Qatar: Langkah Saudi langgar HAM

KANALSATU - Seorang pejabat Qatar mengatakan sebuah ultimatum yang dikeluarkan Arab Saudi dan sekutunya agar warganya pergi merupakan pelanggaran HAM yang membutuhkan campur tangan PBB.

Ali bin Smaikh al-Marri, ketua komite HAM nasional Qatar, mengatakan bahwa langkah yang dipimpin Saudi itu sudah keluar dari sengketa diplomatik dan akan memecah belah keluarga dan mengganggu pendidikan anak muda.

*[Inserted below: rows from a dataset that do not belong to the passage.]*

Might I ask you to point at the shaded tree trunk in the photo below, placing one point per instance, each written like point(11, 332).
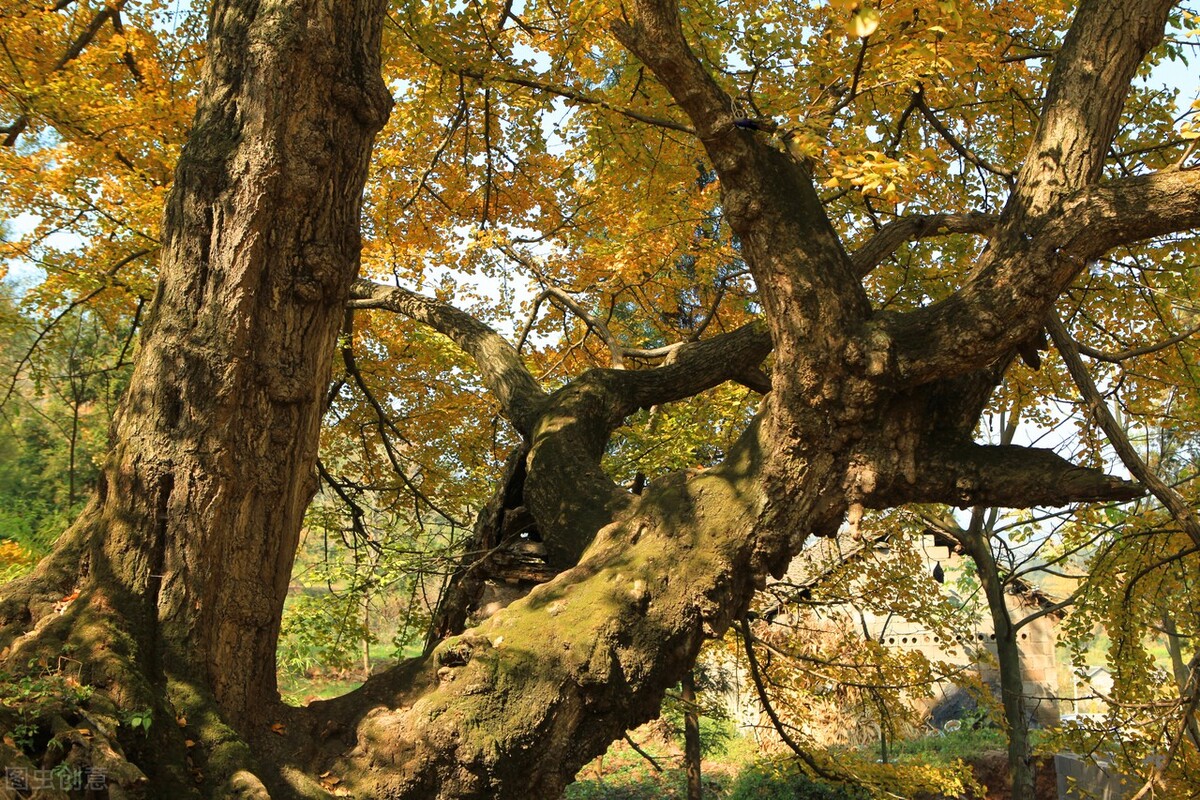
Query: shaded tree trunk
point(183, 558)
point(1008, 656)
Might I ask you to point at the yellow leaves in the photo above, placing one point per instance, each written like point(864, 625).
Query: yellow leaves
point(1191, 126)
point(863, 18)
point(863, 22)
point(873, 172)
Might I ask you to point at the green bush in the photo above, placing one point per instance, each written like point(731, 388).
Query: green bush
point(947, 747)
point(781, 781)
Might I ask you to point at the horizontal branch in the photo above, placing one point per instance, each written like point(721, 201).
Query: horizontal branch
point(699, 366)
point(906, 229)
point(1011, 476)
point(1007, 299)
point(501, 366)
point(1176, 505)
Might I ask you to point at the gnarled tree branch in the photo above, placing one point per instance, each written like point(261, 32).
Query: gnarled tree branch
point(499, 364)
point(925, 226)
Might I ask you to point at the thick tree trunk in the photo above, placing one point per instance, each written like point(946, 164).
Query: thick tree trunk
point(184, 557)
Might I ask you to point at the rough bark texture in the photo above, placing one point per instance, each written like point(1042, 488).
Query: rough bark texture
point(184, 557)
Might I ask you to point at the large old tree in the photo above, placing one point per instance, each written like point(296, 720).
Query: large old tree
point(168, 590)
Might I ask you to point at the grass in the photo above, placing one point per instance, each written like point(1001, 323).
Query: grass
point(945, 749)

“Kita sudah bergeser dari memutuskan hubungan diplomatik menjadi blokade menyeluruh konvensi internasional dan konvensi HAM, bukan hanya bagi warga Qatar tapi juga untuk warga di negara Dewan Kerja Sama Teluk Arab,” ujar Marri di sebuah konferensi pers pada Selasa petang.

“Warga Qatar yang sekolah di Saudi, UEA dan Bahrain, kami mendapat informasi bahwa mereka diminta untuk segera pergi dan bahwa mereka tidak diizinkan melanjutkan ujian akhir semester mereka,” tambahnya.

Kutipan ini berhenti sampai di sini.